Etats-Unis : consommation soutenue malgré la pression fiscale

par Mike Carey et Philippe Vilas Boas, économistes au Crédit Agricole

• Malgré la baisse des revenus suite au relèvement des impôts sur salaires et autres taxes en début d’année, les dépenses de consommation ont continué d’augmenter au premier trimestre de 2,6% en rythme annualisé, contre 1,7% (a/a) au second semestre 2012.

• L’accroissement de la valeur du patrimoine des ménages a représenté plus de 3 000 Mds USD au premier trimestre. Ce seul effet de richesse a permis de soutenir les dépenses de consommation qui ont augmenté d’environ 90MdsUSD, compensant partiellement le coup de frein budgétaire lié à la hausse d’impôts et aux coupes de dépenses décidées par Washington.

• L’endettement des ménages a reculé au regard des principaux indicateurs, revenant à son niveau le plus faible depuis la dernière décennie.

• Sous l’effet conjugué de la hausse des revenus salariés liée à la baisse du chômage et d’une légère augmentation des encours de crédit, les dépenses de consommation devraient être plus soutenues au second semestre.
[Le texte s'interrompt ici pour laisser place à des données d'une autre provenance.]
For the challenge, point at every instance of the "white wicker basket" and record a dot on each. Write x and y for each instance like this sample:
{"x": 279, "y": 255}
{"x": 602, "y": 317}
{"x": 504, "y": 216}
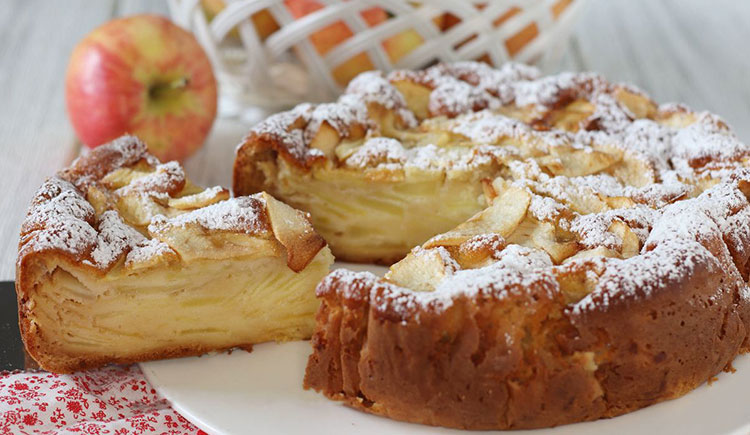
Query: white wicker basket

Le rebond des dépenses de consommation en début d’année était quelque peu surprenant, compte tenu de la croissance atone des salaires. Moteur de l’économie américaine, les dépenses de consommation représentent plus de 70% du PIB. Malgré les craintes suscitées par l’érosion des revenus, suite aux hausses d’impôts en début d’année, les dépenses réelles de consommation au premier trimestre ont augmenté de 2,6% en rythme annualisé, contre 1,7% (a/a) au second semestre 2012.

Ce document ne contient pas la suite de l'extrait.